Cette menace produisit une étrange réaction. Elle s’apaisa.

— Non, répondit-elle, viens, nous n’avons rien à craindre, c’est ma faute… je suis une coquette, tu as bien agi.

Il hésita, la partie serait gagnée pour toujours s’il avait le courage de la fuir. Elle l’aimerait en toute sincérité de corps et de cœur s’il domptait son orgueil par un affront comme il avait dompté sa personne par le viol, mais il la regarda.

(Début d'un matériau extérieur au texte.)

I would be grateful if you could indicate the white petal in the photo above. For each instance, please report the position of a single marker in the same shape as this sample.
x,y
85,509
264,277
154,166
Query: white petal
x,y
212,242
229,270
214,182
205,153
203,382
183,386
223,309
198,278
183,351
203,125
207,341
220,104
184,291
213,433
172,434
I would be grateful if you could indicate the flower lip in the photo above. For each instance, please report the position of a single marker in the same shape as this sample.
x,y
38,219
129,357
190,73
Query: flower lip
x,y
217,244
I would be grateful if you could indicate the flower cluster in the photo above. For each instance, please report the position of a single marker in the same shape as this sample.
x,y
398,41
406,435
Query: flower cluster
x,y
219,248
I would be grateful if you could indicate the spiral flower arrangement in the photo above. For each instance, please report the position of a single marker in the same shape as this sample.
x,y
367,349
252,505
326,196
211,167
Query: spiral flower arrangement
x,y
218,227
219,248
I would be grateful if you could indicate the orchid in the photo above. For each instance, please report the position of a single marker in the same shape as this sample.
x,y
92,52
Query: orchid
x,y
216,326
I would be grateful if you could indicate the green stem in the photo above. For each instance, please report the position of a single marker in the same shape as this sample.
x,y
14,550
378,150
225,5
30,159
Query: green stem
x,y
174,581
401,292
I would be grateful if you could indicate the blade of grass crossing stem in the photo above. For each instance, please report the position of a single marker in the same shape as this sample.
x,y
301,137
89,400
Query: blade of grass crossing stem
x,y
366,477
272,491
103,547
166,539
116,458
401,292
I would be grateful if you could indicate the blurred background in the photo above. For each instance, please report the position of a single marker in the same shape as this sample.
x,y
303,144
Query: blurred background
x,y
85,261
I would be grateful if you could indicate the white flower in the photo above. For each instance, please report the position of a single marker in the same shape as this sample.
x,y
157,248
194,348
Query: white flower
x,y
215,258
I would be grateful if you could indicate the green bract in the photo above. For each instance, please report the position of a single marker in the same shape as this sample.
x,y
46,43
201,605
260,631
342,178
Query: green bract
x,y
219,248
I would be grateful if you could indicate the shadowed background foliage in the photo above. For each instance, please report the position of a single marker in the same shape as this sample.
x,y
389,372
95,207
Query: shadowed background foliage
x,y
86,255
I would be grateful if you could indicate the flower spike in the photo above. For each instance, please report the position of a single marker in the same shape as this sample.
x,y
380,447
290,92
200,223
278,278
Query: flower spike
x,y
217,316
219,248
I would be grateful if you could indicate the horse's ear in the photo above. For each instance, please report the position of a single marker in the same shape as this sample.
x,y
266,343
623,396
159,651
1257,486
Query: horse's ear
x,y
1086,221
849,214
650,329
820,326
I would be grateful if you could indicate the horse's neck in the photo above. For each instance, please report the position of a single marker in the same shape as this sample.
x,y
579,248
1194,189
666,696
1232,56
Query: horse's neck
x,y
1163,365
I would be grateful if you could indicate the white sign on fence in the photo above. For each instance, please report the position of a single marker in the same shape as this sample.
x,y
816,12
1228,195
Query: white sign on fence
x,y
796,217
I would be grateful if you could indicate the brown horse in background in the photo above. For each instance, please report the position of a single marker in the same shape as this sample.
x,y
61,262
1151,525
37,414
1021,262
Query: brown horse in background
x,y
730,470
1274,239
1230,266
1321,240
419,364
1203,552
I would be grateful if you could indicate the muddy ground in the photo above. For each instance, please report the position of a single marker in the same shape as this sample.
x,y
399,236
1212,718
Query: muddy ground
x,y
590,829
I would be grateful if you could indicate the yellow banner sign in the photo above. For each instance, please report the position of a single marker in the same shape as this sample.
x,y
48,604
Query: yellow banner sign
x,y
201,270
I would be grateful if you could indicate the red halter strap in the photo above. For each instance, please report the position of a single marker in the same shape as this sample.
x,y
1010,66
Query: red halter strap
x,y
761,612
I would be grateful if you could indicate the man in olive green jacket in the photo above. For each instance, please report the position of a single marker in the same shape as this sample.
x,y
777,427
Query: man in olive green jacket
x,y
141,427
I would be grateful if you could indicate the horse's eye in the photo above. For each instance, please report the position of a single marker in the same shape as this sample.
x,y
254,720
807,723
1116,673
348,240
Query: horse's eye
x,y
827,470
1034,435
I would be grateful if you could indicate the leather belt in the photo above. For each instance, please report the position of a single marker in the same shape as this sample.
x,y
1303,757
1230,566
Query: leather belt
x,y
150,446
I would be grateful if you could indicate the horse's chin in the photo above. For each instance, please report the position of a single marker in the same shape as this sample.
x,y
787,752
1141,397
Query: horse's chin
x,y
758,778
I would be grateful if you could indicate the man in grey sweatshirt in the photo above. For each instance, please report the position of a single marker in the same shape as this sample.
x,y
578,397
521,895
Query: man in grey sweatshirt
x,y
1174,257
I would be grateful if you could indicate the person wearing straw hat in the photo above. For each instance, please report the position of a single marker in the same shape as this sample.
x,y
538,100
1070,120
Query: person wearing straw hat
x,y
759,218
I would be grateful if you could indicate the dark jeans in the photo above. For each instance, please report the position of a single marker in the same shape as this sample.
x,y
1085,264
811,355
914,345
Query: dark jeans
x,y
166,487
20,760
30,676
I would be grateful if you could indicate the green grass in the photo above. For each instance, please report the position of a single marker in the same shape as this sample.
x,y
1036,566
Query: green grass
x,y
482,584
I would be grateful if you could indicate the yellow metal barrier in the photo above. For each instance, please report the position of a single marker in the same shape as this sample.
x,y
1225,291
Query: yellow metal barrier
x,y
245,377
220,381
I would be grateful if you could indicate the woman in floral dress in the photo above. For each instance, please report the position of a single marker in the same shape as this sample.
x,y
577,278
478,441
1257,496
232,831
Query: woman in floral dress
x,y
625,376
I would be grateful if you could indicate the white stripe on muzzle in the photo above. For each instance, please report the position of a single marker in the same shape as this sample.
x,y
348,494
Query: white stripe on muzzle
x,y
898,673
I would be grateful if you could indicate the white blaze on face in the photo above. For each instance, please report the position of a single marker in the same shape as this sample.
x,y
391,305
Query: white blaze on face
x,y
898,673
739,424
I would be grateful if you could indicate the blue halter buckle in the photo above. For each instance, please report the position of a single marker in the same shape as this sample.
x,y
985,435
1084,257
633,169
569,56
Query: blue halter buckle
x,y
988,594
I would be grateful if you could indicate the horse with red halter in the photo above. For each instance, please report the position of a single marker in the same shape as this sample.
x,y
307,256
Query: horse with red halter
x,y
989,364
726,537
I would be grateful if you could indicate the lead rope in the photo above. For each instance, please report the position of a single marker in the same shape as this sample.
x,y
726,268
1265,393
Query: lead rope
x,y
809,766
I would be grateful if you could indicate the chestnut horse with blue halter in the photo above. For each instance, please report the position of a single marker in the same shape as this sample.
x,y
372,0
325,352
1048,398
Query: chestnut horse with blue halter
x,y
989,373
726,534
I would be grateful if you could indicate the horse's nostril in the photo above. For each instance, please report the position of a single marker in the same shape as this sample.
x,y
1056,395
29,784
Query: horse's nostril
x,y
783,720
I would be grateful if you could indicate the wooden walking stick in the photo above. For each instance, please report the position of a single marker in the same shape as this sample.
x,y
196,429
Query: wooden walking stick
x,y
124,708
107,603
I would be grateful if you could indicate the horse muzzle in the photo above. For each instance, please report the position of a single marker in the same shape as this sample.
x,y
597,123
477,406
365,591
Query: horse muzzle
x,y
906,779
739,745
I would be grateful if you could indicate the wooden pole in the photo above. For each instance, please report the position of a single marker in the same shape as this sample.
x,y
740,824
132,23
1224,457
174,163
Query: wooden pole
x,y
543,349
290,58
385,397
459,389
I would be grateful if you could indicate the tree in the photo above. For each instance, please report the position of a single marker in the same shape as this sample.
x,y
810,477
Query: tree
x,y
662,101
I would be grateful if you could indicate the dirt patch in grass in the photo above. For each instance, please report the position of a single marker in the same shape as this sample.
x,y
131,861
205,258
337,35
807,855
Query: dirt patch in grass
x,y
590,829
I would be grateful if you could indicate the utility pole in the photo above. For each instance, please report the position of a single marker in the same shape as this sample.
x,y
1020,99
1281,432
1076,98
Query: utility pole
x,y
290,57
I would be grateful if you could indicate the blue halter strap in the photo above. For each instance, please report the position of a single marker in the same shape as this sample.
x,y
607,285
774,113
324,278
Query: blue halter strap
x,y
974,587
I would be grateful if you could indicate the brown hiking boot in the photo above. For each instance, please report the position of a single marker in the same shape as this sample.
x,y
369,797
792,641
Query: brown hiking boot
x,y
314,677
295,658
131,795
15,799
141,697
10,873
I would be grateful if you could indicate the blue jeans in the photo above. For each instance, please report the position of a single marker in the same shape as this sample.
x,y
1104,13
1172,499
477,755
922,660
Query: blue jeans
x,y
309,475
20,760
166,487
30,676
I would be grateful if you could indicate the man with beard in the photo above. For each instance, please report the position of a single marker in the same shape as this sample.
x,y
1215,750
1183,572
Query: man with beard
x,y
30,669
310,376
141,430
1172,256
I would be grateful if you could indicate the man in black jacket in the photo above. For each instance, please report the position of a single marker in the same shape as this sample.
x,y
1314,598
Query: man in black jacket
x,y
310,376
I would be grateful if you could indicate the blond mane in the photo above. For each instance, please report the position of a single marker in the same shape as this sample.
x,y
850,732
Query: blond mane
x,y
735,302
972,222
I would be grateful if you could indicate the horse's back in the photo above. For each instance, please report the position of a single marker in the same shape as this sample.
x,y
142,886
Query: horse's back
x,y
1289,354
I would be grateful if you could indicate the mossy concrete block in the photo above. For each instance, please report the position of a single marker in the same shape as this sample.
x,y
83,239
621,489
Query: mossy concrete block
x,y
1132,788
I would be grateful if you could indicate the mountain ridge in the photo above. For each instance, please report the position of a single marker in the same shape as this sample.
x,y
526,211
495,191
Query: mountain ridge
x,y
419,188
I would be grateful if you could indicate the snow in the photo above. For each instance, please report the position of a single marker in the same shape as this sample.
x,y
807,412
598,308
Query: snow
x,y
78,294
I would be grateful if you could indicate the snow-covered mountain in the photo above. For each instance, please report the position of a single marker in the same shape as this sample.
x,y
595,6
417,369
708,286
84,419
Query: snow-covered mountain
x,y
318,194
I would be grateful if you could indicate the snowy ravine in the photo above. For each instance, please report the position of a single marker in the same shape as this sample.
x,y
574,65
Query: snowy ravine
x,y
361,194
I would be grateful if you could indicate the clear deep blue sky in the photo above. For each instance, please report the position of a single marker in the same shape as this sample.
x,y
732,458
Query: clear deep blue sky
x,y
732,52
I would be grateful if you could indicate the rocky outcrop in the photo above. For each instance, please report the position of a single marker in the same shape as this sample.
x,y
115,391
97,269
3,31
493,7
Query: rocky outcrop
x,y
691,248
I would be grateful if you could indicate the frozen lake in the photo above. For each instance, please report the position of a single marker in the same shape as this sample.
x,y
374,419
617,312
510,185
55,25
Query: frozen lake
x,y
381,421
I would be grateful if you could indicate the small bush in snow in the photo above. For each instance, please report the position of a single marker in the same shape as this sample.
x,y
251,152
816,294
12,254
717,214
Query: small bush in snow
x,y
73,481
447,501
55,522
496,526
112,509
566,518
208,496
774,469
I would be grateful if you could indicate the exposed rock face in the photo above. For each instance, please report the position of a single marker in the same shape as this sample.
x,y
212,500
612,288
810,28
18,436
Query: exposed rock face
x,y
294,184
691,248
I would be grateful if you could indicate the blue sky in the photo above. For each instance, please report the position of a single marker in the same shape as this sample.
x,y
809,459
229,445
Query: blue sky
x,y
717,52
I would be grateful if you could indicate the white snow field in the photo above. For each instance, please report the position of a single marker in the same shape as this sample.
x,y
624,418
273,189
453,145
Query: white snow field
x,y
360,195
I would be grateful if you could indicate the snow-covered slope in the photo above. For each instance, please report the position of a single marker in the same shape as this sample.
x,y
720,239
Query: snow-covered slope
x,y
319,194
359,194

— Me pardonneras-tu, chère femme ? balbutia-t-il quand il fut retombé dans ses bras, tout honteux de sa brutalité d’un moment.

Elle l’attirait dans l’ombre de ce lit, mettant une étrange persistance à l’éloigner de la lumière du feu. Il la connaissait à peine pourtant, et il aurait bien voulu se repaître de sa beauté ; le peignoir était écarté, elle se livrait presque nue, blanche comme la toison de la féroce bête dont le crâne aplati, les yeux de verre orangé paraissaient les guetter en rampant.

— Mary, répéta-t-il enivré, me pardonnes-tu ?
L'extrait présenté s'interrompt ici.